How to get B2B customers to pay invoices on time

To get B2B customers to pay on time: set clear terms up front, send a professional reminder before the due date, follow up on a consistent schedule, make payment effortless, and — ideally — have a neutral third party do the asking so the relationship stays intact. The most overlooked move is having someone other than you make the request: a customer who stalls a supplier will respond to an independent party.

  1. Set terms clearly at issuance — due date, payment methods, and what happens if it's late, stated plainly on the invoice.
  2. Remind before it's due, not after. A pre-due nudge sets the expectation without friction.
  3. Be consistent. Inconsistent chasing trains customers that your invoices can wait. A fixed cadence does the opposite.
  4. Remove payment friction — one clear link, and the option of a sensible payment plan for customers who genuinely can't pay in full.
  5. Take yourself out of it. This is the big one. Every time you chase, you spend goodwill you need for the next order. When a neutral party handles the follow-up, the invoice gets paid and the relationship survives.

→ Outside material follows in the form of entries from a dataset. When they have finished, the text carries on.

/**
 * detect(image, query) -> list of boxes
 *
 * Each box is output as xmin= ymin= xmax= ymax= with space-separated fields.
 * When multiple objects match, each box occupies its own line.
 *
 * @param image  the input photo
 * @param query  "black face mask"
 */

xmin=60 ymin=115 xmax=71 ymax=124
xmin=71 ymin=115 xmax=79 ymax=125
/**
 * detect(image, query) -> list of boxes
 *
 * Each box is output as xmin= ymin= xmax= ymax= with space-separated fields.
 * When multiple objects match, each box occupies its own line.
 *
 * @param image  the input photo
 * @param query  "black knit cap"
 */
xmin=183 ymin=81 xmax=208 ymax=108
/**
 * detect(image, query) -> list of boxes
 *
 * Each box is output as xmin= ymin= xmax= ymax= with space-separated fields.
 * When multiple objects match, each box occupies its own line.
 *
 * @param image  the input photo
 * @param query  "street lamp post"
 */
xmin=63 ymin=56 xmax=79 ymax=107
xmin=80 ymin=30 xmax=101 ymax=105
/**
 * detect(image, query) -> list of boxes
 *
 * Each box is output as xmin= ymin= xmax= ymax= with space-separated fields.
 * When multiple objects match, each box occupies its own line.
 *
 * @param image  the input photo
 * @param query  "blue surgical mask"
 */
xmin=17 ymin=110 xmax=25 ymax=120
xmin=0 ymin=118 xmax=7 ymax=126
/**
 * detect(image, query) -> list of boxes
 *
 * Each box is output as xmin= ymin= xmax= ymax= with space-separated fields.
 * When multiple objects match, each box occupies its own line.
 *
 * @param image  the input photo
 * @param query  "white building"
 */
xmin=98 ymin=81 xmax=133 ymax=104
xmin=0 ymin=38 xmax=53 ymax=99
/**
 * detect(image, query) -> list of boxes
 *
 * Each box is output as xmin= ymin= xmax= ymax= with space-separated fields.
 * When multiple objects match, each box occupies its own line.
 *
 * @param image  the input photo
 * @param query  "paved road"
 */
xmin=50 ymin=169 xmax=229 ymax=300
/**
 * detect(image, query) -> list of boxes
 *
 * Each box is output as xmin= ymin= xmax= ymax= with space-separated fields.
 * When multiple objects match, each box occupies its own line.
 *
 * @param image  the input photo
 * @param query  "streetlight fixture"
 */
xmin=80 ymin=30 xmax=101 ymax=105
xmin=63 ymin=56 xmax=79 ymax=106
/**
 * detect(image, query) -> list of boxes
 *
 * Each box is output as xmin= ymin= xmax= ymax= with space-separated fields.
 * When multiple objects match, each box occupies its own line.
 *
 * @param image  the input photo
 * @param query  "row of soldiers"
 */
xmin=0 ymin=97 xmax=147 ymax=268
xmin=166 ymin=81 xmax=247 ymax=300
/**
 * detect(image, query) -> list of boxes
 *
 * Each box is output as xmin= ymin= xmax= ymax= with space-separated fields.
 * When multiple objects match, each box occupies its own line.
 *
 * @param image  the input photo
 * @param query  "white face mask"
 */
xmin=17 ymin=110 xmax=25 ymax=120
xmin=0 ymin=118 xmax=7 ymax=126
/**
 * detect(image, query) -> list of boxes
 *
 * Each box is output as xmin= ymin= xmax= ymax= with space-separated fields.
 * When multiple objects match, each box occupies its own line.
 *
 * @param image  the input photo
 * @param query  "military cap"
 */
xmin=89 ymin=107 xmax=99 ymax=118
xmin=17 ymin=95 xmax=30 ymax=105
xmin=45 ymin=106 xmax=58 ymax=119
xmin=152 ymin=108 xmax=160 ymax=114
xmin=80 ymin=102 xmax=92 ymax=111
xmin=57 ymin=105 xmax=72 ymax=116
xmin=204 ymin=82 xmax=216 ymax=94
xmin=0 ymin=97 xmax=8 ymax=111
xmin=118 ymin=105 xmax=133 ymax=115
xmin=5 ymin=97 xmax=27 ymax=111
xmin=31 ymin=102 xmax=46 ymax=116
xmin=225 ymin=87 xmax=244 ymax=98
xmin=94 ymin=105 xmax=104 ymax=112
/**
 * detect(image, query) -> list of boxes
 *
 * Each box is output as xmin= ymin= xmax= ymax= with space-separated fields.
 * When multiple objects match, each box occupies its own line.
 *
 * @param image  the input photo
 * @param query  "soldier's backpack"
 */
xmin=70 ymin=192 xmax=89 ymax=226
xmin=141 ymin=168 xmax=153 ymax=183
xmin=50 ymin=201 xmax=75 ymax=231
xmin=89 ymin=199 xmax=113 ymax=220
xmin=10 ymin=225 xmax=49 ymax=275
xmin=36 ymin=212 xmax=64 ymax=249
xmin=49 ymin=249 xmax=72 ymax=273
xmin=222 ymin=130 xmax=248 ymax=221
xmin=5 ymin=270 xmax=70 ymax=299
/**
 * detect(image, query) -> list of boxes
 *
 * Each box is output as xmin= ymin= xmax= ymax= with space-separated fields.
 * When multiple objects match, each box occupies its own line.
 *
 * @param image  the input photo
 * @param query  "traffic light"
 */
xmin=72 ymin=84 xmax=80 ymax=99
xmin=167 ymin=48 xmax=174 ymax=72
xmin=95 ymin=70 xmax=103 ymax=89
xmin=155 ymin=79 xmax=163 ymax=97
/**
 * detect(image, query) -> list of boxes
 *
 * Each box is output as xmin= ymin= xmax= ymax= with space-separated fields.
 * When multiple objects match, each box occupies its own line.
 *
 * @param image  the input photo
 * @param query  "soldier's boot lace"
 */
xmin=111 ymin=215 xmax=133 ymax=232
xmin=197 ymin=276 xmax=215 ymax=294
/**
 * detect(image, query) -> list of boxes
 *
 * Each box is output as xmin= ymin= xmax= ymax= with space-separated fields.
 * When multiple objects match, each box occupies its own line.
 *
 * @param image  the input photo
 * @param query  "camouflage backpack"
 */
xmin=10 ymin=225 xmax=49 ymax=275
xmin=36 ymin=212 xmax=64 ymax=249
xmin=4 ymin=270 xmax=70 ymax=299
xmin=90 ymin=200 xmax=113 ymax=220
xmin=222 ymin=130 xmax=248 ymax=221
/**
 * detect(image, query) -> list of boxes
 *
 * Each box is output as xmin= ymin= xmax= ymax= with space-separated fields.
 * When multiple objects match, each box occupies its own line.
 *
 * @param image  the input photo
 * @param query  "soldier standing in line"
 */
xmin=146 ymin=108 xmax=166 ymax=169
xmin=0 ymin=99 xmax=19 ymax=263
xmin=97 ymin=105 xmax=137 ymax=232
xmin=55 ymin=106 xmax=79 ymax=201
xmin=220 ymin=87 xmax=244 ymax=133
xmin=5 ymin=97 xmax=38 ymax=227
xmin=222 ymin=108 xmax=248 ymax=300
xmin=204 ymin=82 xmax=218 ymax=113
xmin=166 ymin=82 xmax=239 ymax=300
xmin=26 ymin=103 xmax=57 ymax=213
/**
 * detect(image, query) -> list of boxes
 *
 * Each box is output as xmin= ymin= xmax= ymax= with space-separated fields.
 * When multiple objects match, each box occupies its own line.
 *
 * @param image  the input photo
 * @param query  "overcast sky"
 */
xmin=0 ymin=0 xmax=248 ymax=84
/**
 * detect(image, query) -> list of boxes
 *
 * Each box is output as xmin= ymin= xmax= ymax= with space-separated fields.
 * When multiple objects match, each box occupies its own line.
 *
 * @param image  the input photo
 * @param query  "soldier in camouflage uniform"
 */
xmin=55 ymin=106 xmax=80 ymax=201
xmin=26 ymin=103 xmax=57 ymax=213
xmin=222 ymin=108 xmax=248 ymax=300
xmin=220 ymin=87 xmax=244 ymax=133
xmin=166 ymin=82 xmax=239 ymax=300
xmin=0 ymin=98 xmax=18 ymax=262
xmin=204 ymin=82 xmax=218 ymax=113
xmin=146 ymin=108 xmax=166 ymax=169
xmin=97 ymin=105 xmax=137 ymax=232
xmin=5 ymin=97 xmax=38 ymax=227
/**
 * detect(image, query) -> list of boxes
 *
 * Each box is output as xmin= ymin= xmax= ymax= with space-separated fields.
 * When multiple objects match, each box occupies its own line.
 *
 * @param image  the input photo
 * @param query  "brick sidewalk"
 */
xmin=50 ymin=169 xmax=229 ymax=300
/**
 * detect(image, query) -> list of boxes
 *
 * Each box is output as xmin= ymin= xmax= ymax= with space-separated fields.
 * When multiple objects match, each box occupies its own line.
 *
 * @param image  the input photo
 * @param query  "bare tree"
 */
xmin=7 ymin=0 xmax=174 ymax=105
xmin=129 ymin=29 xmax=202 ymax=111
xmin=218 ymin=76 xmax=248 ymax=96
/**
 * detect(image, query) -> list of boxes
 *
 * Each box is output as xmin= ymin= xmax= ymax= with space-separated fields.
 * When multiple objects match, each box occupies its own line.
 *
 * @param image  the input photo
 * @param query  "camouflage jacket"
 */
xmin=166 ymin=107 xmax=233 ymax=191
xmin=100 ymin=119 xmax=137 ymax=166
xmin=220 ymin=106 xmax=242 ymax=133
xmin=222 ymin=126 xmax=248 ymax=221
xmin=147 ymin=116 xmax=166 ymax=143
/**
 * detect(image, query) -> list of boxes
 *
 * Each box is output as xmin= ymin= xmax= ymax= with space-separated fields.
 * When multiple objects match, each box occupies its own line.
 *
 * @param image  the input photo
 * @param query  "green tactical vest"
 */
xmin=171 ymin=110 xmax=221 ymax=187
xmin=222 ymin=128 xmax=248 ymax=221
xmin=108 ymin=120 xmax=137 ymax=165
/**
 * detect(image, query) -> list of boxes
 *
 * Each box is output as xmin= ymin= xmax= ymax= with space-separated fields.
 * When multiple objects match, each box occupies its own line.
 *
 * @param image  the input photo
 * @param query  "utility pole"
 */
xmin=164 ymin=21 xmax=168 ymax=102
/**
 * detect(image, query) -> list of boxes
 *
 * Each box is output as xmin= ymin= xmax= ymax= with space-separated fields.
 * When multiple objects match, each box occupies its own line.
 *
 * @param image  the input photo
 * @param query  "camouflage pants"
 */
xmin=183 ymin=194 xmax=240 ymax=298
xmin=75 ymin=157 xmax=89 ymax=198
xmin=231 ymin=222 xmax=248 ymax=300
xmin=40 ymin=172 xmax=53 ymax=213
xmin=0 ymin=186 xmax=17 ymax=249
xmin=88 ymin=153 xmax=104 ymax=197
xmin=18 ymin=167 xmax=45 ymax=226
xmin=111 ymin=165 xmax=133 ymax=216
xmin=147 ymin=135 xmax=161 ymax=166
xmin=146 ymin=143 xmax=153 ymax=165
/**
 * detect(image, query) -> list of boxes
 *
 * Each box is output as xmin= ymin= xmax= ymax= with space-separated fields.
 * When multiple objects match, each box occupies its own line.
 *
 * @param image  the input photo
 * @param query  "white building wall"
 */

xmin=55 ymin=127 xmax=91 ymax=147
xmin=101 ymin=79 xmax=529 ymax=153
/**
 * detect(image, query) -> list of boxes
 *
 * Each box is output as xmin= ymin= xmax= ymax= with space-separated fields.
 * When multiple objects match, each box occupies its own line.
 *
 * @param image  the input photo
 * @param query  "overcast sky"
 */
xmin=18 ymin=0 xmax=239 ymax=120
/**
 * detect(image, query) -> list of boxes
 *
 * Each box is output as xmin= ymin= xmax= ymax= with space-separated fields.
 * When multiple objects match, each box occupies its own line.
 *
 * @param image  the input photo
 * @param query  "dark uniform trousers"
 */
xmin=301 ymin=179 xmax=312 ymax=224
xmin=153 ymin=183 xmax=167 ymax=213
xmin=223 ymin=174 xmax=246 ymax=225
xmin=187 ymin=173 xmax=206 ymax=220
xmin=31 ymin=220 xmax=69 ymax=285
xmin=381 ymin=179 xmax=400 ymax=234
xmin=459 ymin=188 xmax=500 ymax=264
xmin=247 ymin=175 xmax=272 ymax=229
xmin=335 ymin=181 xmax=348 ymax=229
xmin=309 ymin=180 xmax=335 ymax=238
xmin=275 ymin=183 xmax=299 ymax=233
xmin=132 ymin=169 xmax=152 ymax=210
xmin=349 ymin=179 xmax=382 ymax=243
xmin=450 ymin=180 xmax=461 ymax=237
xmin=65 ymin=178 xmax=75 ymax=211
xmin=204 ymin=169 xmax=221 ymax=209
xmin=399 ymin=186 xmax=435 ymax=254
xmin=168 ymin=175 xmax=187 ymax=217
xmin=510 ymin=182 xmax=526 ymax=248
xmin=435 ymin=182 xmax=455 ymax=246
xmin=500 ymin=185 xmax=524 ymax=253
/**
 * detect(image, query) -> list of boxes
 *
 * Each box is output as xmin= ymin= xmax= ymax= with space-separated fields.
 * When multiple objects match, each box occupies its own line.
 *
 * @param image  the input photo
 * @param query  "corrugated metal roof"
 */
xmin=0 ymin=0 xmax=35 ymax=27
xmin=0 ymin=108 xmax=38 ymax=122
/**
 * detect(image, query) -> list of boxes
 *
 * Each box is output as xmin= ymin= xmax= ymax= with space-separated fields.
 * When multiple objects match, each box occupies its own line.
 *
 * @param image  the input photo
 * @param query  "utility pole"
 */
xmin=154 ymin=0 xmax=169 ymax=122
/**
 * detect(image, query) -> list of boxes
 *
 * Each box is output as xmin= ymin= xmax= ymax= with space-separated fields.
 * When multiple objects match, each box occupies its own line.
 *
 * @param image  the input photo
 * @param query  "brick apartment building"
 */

That last point is why businesses delegate the whole function: a managed-receivables service runs all five steps on every invoice automatically, fronted by a neutral mediator — never by you.

Frequently asked questions

How do I ask a client to pay without sounding aggressive?+

The most reliable way is not to be the one asking — a neutral, professional third party can be firm without it becoming personal between you and the customer.

Should I charge late fees?+

Late-payment interest can help, but only when it's applied consistently and credibly; ad-hoc threats tend to be ignored.

What if a customer disputes the invoice?+

A good process pauses and flags the dispute for a human decision rather than blindly pressing on — and keeps a full record either way.